Simple and manual sharding on PostgreSQL.

- 11 mins

Concept

In the current concept, we are going to combine Foreign tables inheritance with the postgres_fdw extension, both being already available features since 9.5 version.

Cross-node partitioning allows a better data locality and a more scalable model than keeping local partitions. Being said, the data will be split into several nodes and organized using a particular key, which will determine in which shard data will be allocated. For the current POC, we are going to specify the shardKey , which is a simple char(2) type.

How this was done before

Until today, the only way to perform findings over this method, was from the application layer, by issuing queries directly to the nodes by keeping certain deterministic way as {1} or using a catalog table as {2} (NOTE: the bellow examples are using pseudo code).

{1}

query = "SELECT name,lastname FROM " + relation + partition " WHERE " id =" + person_id

{2}:

shard = query("SELECT shard FROM catalog WHERE key = " + person_id)
query = "SELECT name,lastname FROM " + relation + shard " WHERE " id =" + person_id

How we are going to implement this now

As foreign tables (FT) does not hold any data, it is possible to keep copies aroud all the databases involved and also in separated instances if this is necessary.

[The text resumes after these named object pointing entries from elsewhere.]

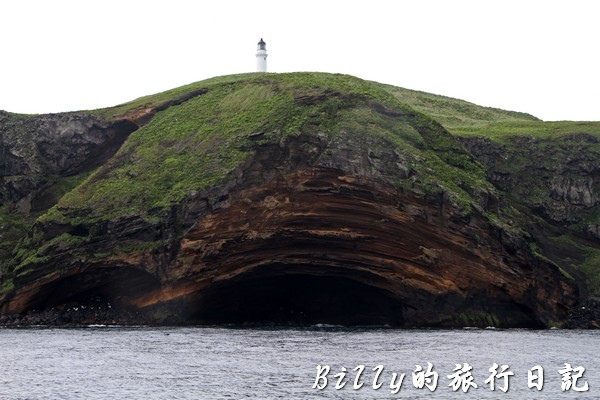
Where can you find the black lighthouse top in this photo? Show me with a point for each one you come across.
(262, 45)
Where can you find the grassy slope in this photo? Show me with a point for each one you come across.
(194, 146)
(209, 135)
(152, 170)
(554, 138)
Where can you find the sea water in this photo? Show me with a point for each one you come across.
(311, 363)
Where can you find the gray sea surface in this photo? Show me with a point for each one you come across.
(233, 363)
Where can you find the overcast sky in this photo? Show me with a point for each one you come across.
(540, 57)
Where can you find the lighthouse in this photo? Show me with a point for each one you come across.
(261, 56)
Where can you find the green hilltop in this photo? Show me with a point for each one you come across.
(192, 145)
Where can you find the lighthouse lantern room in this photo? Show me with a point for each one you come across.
(261, 56)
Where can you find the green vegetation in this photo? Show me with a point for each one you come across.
(586, 259)
(196, 145)
(204, 132)
(453, 112)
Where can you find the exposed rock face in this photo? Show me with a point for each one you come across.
(351, 227)
(310, 234)
(36, 149)
(559, 178)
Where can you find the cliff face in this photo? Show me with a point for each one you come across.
(299, 198)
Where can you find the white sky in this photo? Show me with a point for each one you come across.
(540, 57)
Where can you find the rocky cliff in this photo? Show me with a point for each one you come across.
(292, 198)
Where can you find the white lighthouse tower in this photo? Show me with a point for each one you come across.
(261, 56)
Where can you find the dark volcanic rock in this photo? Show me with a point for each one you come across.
(366, 213)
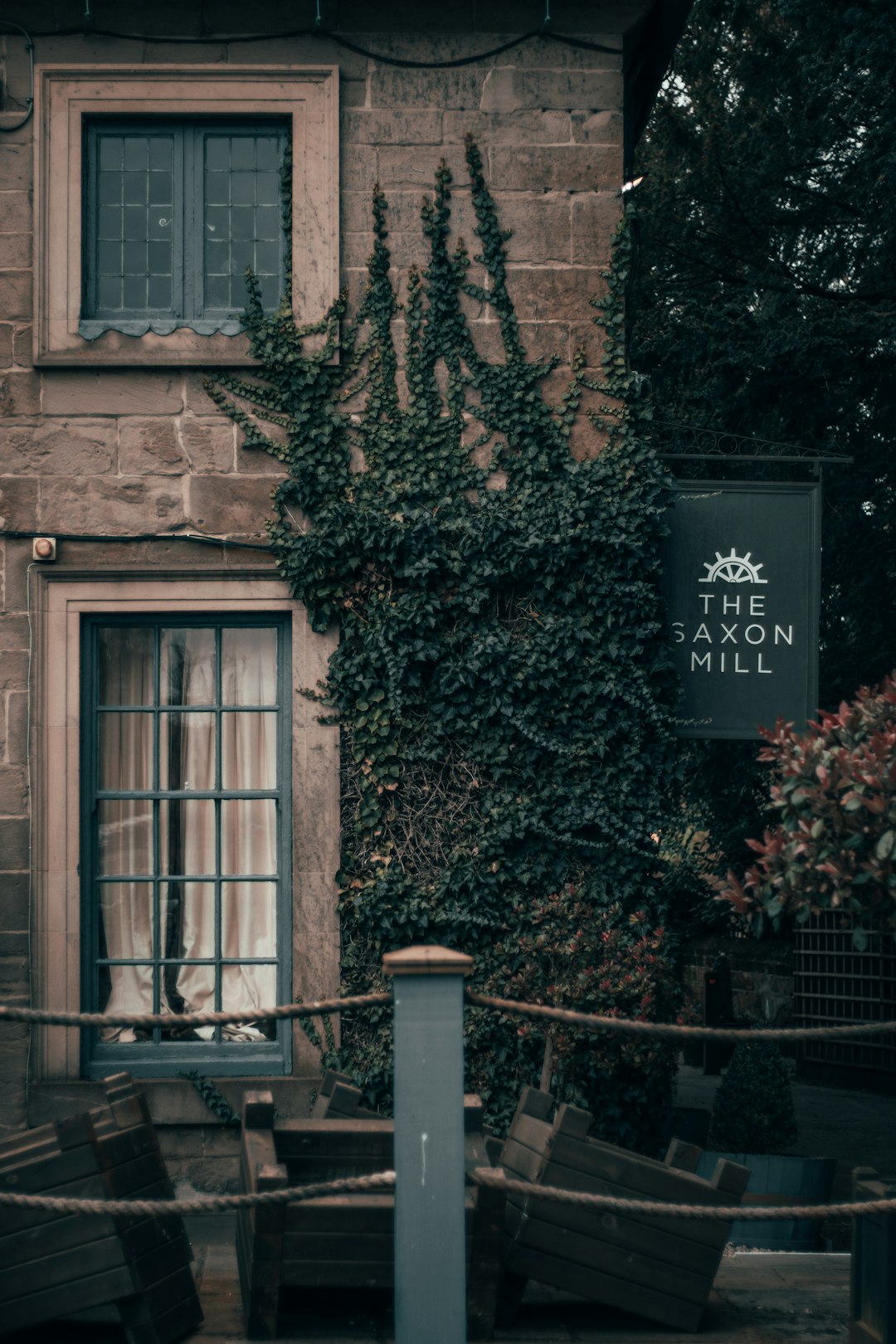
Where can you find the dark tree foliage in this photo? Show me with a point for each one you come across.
(765, 301)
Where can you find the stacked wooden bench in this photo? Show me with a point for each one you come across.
(343, 1241)
(56, 1264)
(659, 1268)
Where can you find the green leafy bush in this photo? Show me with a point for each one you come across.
(835, 786)
(501, 682)
(754, 1108)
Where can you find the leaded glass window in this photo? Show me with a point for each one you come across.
(186, 839)
(175, 214)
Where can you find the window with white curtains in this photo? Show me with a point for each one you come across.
(186, 839)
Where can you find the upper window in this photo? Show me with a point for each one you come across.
(158, 186)
(173, 217)
(186, 838)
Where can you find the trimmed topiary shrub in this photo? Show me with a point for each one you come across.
(754, 1108)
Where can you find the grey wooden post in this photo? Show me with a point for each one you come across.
(430, 1262)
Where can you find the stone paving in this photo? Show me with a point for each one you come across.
(758, 1298)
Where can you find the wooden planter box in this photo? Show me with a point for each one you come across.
(659, 1268)
(779, 1179)
(872, 1298)
(343, 1241)
(58, 1264)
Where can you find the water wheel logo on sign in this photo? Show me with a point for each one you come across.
(742, 585)
(733, 569)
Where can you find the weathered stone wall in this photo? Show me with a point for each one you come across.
(145, 450)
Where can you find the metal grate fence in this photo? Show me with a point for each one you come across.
(835, 983)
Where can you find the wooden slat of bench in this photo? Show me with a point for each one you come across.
(655, 1179)
(707, 1234)
(343, 1274)
(347, 1244)
(45, 1174)
(56, 1137)
(607, 1257)
(49, 1238)
(46, 1304)
(670, 1248)
(368, 1213)
(165, 1327)
(90, 1257)
(605, 1288)
(310, 1170)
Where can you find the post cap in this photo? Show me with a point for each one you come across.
(427, 962)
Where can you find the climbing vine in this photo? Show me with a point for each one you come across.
(501, 679)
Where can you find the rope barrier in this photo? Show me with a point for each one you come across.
(203, 1205)
(677, 1031)
(191, 1019)
(720, 1213)
(483, 1176)
(627, 1025)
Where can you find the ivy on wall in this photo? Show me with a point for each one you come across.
(501, 682)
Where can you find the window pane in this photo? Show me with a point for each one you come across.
(158, 292)
(127, 917)
(136, 152)
(109, 186)
(188, 665)
(134, 290)
(249, 918)
(242, 152)
(269, 222)
(162, 152)
(160, 188)
(109, 258)
(134, 258)
(112, 152)
(136, 188)
(109, 222)
(134, 223)
(249, 752)
(249, 665)
(160, 225)
(191, 919)
(249, 836)
(124, 835)
(187, 836)
(249, 988)
(125, 752)
(268, 152)
(127, 656)
(187, 752)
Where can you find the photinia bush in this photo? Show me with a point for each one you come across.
(835, 786)
(563, 953)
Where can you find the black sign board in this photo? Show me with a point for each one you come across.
(742, 580)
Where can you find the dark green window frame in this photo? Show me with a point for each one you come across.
(158, 1057)
(173, 214)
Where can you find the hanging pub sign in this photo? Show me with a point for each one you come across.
(742, 580)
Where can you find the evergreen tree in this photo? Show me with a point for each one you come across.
(766, 297)
(765, 304)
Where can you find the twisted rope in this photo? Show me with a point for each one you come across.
(568, 1016)
(719, 1213)
(191, 1019)
(203, 1205)
(676, 1031)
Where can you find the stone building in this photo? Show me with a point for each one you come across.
(168, 806)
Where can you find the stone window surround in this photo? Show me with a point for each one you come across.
(65, 95)
(60, 598)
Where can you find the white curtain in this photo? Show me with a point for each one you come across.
(187, 830)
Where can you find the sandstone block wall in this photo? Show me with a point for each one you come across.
(132, 450)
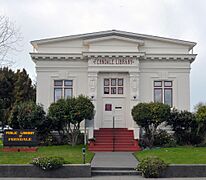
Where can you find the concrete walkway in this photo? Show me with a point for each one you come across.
(105, 177)
(114, 159)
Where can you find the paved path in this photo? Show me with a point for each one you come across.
(104, 178)
(114, 159)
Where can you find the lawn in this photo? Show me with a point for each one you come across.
(69, 153)
(178, 155)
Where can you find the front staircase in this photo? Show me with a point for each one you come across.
(114, 139)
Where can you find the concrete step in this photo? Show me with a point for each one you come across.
(114, 171)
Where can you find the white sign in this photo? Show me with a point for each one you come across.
(111, 61)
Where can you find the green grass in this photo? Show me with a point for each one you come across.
(178, 155)
(69, 153)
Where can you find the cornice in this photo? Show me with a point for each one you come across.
(167, 57)
(113, 54)
(85, 55)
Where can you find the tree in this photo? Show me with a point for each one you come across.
(9, 39)
(24, 90)
(66, 116)
(201, 120)
(149, 116)
(184, 125)
(7, 81)
(15, 87)
(29, 115)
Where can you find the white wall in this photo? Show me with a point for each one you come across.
(178, 72)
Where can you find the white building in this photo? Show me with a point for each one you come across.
(116, 69)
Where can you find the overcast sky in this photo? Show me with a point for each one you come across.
(182, 19)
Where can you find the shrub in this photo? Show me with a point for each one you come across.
(48, 163)
(66, 116)
(164, 139)
(185, 127)
(149, 116)
(151, 167)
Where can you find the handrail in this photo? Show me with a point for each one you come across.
(113, 131)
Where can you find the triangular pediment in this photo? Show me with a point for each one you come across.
(113, 34)
(113, 39)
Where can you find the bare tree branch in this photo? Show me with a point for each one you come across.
(9, 40)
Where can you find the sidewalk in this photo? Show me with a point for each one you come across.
(114, 159)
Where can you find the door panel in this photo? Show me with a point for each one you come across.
(113, 107)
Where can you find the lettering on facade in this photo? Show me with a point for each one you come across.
(19, 138)
(113, 61)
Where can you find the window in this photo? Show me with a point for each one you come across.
(63, 89)
(113, 86)
(163, 92)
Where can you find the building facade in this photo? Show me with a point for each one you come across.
(116, 70)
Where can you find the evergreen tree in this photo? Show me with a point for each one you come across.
(14, 88)
(24, 90)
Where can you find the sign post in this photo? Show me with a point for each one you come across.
(83, 154)
(19, 138)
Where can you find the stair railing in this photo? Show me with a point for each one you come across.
(113, 131)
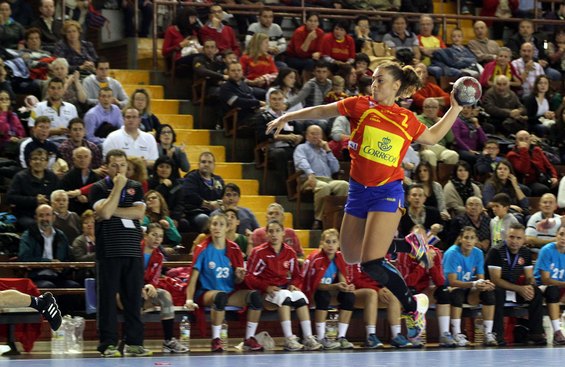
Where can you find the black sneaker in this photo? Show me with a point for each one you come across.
(50, 310)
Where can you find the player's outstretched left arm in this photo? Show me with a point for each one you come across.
(435, 133)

All the operations against the table will be done through the parent table of the FT tree tables and Postgres itself will determine the destination FT using the constraint exclusion feature, which will be detailed further.

For HA, you are limited on the data nodes to implement any other replication solution available in the core version. To be fair, 9.6 supports streaming replication and logical decoding, which is used by the pglogical tool for providing advanced logical replication per table basis.

TPS

[Fig. 1] Manual sharding with FDW current implementation.

Foreign tables

Foreign tables do not contain data by itselves and they only reference to a external table on a different Postgres database. There are plenty of different extensions allowing external tables on different data store solutions, but in this particular article we are going to focus on postgres_fdw as we want to explore more about condition pushdowns, which makes queries against these tables more performant on more complex queries.

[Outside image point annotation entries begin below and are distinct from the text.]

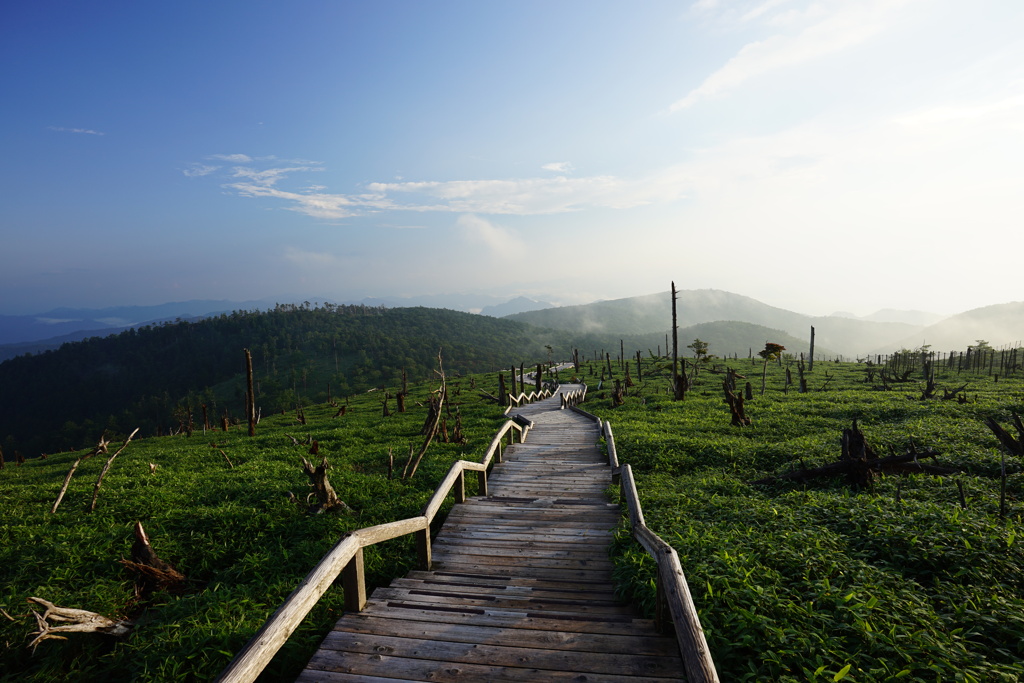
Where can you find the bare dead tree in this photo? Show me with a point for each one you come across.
(100, 449)
(107, 468)
(250, 394)
(431, 430)
(152, 572)
(328, 500)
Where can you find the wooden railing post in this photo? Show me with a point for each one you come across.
(354, 584)
(663, 614)
(460, 487)
(423, 548)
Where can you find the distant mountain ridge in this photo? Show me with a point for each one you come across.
(516, 305)
(851, 337)
(999, 325)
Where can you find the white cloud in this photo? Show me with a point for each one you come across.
(199, 170)
(84, 131)
(830, 30)
(236, 159)
(315, 205)
(269, 176)
(536, 196)
(308, 259)
(501, 241)
(558, 167)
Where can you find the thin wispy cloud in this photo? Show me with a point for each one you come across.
(500, 241)
(199, 170)
(819, 30)
(237, 159)
(538, 196)
(558, 167)
(83, 131)
(269, 176)
(309, 259)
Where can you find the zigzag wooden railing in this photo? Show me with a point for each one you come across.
(346, 559)
(674, 600)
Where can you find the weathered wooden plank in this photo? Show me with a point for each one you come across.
(622, 663)
(605, 597)
(514, 602)
(521, 582)
(510, 620)
(425, 670)
(516, 637)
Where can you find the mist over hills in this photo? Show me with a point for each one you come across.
(1001, 324)
(48, 330)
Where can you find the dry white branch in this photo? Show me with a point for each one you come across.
(75, 621)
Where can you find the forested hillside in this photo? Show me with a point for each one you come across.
(154, 377)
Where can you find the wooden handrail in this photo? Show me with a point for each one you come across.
(674, 599)
(515, 401)
(345, 559)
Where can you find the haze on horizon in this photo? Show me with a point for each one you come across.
(815, 155)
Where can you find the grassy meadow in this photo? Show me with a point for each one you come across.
(794, 581)
(815, 581)
(228, 526)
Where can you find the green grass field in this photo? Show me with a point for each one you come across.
(241, 543)
(816, 581)
(794, 582)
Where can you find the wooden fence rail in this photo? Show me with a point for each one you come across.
(345, 559)
(674, 600)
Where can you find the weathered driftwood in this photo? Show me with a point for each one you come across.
(100, 447)
(1012, 444)
(107, 468)
(432, 422)
(735, 403)
(73, 621)
(327, 499)
(859, 463)
(153, 573)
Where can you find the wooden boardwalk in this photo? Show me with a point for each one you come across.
(520, 586)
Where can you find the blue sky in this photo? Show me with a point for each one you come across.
(816, 155)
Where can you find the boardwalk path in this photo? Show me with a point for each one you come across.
(520, 588)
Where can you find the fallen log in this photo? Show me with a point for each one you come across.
(859, 463)
(73, 621)
(1012, 444)
(328, 500)
(153, 572)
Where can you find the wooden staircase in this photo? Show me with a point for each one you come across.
(520, 583)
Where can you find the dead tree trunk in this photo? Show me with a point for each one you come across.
(677, 394)
(431, 425)
(250, 394)
(735, 403)
(107, 467)
(153, 572)
(74, 621)
(810, 363)
(327, 499)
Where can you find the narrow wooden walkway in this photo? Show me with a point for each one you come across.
(520, 587)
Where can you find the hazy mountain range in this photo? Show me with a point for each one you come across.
(750, 319)
(881, 333)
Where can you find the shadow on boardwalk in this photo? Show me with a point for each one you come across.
(520, 585)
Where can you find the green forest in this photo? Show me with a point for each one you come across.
(159, 378)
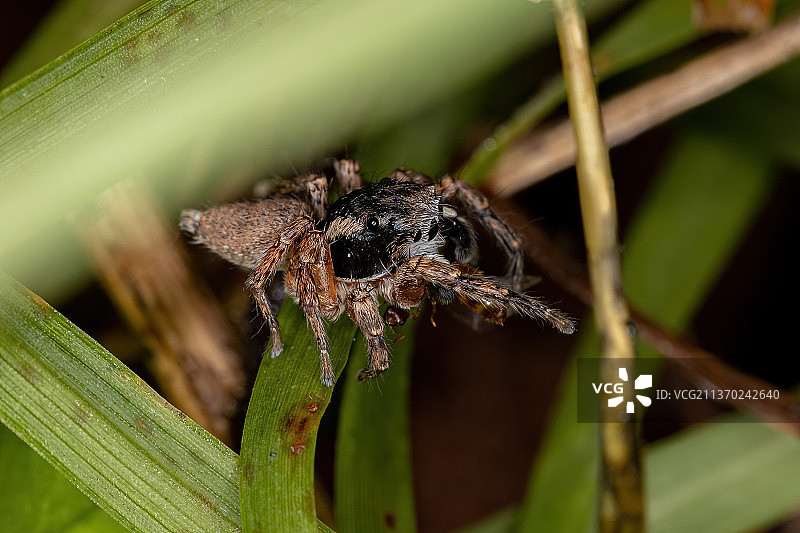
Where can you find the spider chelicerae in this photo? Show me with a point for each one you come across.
(400, 239)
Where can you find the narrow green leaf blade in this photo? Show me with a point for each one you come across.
(373, 484)
(35, 498)
(726, 477)
(280, 431)
(123, 445)
(185, 91)
(698, 211)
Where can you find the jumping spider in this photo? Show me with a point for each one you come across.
(384, 239)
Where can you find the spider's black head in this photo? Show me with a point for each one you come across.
(374, 229)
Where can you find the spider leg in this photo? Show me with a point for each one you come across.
(310, 279)
(314, 185)
(478, 208)
(347, 174)
(481, 293)
(263, 273)
(363, 310)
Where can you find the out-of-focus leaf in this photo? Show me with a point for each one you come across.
(67, 24)
(276, 472)
(35, 498)
(373, 489)
(697, 211)
(733, 15)
(651, 29)
(123, 445)
(185, 91)
(726, 477)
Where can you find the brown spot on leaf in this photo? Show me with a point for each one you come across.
(298, 425)
(42, 307)
(80, 415)
(29, 373)
(187, 19)
(146, 14)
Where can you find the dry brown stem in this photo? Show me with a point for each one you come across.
(625, 116)
(621, 507)
(144, 270)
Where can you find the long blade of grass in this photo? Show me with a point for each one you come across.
(184, 91)
(726, 477)
(698, 211)
(35, 498)
(373, 486)
(68, 23)
(124, 446)
(649, 30)
(280, 432)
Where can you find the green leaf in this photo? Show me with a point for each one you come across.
(649, 30)
(697, 211)
(725, 477)
(35, 498)
(67, 24)
(183, 92)
(276, 473)
(88, 415)
(373, 485)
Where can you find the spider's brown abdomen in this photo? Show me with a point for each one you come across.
(242, 232)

A more extensive benchmark can be found at my next article.

The framework underlying for the Foreign Data Wrappers, support both reads and write operations. postgres_fdw is not the exception and does also support condition pushdown for avoiding large scans on the source tables.

On each database holding the FT, you need to invoke the extension creation:

CREATE EXTENSION postgres_fdw;

FT have two main elements,necessary to point correctly both in source as in user privileges. If you are paranoic enough, you’ll prefer to use unprivileged users with limited grants over the tables that you use.

{1}

CREATE SERVER shard1_main FOREIGN DATA WRAPPER postgres_fdw
  OPTIONS(host '127.0.0.1',port '5434',dbname 'shard1');
CREATE SERVER shard2_main FOREIGN DATA WRAPPER postgres_fdw
  OPTIONS(host '127.0.0.1',port '5435',dbname 'shard2');

-- Slaves
CREATE SERVER shard1_main_replica FOREIGN DATA WRAPPER postgres_fdw
  OPTIONS(host '127.0.0.1',port '7777',dbname 'shard1');
CREATE SERVER shard2_main_replica FOREIGN DATA WRAPPER postgres_fdw
    OPTIONS(host '127.0.0.1',port '8888',dbname 'shard2');

{2}

-- User mapping
CREATE USER MAPPING FOR postgres SERVER shard1_main OPTIONS(user 'postgres');
CREATE USER MAPPING FOR postgres SERVER shard2_main OPTIONS(user 'postgres');

CREATE USER MAPPING FOR postgres SERVER shard1_main_replica OPTIONS(user 'postgres');
CREATE USER MAPPING FOR postgres SERVER shard2_main_replica OPTIONS(user 'postgres');

The FT definition is indeed pretty straightforward if we don’t want to do any further column filtering:

CREATE TABLE main (shardKey char(2), key bigint, avalue text);

CREATE FOREIGN TABLE main_shard01
       (CHECK (shardKey = '01'))
       INHERITS (main)
       SERVER shard1_main;

CREATE FOREIGN TABLE main_shard02
       (CHECK (shardKey = '02'))
       INHERITS (main)
       SERVER shard2_main;

Writable FDWs

Even if I don’t recommend the following approach, it can be very easy to centralize the writes to the shards through the FT. Although, it requires to code a trigger for managing this. Currently, the minimum transaction level for foreign tables is REPEATABLE READ, but it will probably change in future versions.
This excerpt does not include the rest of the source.